O trajeto, que hoje se faz em linha reta, sem barreiras, parecia, há pouco tempo, um salto quântico num filme de ficção científica. Ia-se, literalmente, para outro mundo em poucos metros. Cruzava-se a fronteira do mundo ocidental com o “Leste europeu”, território de experiências de “socialismo real”. As personagens desta história verdadeira são três ocidentais vindos de três cantos do mundo muito díspares, mas assolados pela curiosidade: como é mesmo o mundo para lá da “cortina de ferro”?

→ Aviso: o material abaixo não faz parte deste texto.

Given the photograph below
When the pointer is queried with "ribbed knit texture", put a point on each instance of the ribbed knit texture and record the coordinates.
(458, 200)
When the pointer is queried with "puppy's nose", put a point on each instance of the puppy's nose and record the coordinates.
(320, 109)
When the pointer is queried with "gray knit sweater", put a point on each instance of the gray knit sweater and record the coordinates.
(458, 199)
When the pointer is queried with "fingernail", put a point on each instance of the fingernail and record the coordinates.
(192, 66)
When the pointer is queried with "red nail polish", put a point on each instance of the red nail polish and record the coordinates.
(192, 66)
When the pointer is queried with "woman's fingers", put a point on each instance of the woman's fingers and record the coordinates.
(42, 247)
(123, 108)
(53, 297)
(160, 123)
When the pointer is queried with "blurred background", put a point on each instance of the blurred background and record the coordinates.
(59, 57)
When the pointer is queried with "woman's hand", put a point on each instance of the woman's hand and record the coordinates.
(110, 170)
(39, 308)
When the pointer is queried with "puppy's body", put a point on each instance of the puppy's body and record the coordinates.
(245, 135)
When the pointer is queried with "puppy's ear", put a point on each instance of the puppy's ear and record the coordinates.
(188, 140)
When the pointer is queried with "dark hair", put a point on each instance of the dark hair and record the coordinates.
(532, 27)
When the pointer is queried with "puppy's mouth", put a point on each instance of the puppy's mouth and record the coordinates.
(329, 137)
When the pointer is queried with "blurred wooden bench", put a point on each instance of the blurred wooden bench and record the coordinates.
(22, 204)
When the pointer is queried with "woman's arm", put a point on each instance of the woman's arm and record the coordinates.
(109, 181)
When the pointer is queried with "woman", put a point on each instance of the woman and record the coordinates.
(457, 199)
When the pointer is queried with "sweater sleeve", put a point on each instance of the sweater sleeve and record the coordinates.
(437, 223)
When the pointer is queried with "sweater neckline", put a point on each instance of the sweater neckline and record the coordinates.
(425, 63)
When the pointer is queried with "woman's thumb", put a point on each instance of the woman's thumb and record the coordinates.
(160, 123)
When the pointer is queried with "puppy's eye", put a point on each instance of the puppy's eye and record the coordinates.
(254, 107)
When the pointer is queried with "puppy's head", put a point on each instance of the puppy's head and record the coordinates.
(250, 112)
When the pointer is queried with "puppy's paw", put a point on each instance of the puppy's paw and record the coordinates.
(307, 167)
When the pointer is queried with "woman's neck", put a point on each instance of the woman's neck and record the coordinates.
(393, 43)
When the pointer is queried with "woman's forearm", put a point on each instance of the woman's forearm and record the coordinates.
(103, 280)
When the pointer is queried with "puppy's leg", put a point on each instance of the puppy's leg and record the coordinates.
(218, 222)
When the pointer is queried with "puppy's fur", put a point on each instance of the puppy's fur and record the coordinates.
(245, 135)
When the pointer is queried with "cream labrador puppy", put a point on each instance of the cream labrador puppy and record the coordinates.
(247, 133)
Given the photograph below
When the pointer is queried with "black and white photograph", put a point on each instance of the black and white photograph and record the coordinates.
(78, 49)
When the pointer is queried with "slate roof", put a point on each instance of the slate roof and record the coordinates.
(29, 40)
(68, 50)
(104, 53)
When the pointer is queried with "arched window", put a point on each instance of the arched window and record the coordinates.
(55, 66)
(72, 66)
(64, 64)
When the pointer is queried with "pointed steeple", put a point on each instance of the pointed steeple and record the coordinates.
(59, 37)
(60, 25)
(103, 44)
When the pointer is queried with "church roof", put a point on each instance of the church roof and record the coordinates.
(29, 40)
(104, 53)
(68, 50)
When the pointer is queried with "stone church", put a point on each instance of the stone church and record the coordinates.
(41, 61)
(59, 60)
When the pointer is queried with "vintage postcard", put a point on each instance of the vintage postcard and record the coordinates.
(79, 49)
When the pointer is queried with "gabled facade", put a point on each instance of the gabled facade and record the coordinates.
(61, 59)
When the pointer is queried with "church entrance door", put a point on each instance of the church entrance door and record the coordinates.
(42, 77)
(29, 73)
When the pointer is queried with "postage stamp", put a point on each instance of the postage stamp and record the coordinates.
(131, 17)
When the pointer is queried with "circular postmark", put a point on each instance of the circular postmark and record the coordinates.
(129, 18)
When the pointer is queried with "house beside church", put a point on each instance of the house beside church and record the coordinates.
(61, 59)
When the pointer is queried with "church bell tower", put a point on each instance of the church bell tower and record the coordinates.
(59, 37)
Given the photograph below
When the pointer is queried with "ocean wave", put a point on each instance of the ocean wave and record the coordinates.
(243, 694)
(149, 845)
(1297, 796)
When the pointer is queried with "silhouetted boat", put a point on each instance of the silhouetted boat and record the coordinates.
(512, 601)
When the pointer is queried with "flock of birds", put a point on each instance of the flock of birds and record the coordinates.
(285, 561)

Gabriel García Márquez empreendeu esta viagem de carro entre as então duas Alemanhas na companhia de dois amigos, uma francesa e um italiano. O primeiro mito a cair foi o material da tal cortina que separava os dois mundos, segundo a expressão de Churchill tão feliz quanto apartada da realidade. Assim a viu o Nobel colombiano, na longa viagem que empreendeu nos anos 50: “A cortina de ferro não é uma cortina nem é de ferro. É uma barreira de pau pintada de vermelho e branco como os anúncios das barbearias”.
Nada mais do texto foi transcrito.